I’m crouching on the ground in our outdoors kitchen, the one that Netty has been teaching me Thai cooking technique all week. In front of me, a bowl and miniature club, something out of the stone ages and probably the most important utensil in any Thai kitchen.
The mortar and pestile has been used by cooks since 1500 BCE and because of the simplicity of its design, has hardly changed at all. It’s used to grind fresh herbs into a sort-of paste, but in Thailand, it can also be a bragging right.
As the folklore is told to me by numerous Thai women, the Paleolithic utensil has always been a way of drawing a man’s attention. When women would bang away with with the pestle, men nearby would be lured in by the pounding. Surely, something must be cooking!

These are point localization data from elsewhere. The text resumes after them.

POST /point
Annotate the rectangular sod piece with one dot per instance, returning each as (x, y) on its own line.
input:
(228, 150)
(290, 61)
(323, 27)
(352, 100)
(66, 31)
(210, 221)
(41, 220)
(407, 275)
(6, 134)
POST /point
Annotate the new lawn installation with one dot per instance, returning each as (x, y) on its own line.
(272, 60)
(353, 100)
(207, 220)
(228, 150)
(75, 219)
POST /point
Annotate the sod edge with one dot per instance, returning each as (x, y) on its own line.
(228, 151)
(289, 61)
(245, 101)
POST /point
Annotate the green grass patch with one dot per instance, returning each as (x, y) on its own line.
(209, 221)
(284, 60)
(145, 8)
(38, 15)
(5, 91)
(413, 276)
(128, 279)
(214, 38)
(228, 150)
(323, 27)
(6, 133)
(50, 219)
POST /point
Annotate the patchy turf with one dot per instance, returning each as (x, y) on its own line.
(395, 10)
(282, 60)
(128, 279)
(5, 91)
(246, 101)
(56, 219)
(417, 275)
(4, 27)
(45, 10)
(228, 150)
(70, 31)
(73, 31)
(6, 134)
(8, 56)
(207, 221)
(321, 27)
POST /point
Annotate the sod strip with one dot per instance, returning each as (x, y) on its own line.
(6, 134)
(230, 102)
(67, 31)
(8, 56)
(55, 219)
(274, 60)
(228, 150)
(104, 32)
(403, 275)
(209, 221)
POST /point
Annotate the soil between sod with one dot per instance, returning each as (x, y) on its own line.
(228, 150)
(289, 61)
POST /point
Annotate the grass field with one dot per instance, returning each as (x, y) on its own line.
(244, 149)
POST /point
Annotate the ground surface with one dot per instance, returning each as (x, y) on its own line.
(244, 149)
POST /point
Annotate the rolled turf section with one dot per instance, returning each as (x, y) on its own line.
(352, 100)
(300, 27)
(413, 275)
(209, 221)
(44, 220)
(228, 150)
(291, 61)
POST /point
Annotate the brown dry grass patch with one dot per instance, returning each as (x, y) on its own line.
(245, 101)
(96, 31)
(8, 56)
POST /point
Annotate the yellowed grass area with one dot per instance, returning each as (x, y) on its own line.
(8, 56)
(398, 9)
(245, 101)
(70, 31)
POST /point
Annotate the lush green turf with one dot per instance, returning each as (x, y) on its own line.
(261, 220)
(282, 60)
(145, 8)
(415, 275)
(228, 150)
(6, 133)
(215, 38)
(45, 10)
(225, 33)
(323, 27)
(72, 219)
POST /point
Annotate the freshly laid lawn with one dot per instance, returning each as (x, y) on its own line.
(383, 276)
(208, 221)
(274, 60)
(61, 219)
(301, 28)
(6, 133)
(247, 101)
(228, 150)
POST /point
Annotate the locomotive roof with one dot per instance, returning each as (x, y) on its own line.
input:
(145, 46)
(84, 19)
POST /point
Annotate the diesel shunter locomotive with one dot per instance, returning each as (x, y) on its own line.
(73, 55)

And of course, as in most cultures, what better way to a man’s heart than through food?
The idea is pretty comical considering how ridiculous I looked squatting there, looking like I was about to take a pee. I balanced myself on my toes, hovering above the stone bowl and 5 pound club, trying not to tip over. I hack away at the ingredients while peppercorns come flying out of the bowl. It’s a glimpse right into the stone ages, although I’m sure they weren’t making curry dishes.
Mostly what goes in the mortar is chili peppers, garlic, tai sheesh (a funky smelling fish paste), peppercorn and other spices purchased within days at the local market. The taste is truly more bold this way, and much more fun than dashing prepackages McCormick’s into a recipe.
So far, I haven’t had any boys checking to see who the new cook is in town. Then again, I haven’t been able to break all the ingredients up into a fluid paste! If anything else, it’s a great upper arm workout and way to bring the most flavor you can to a dish.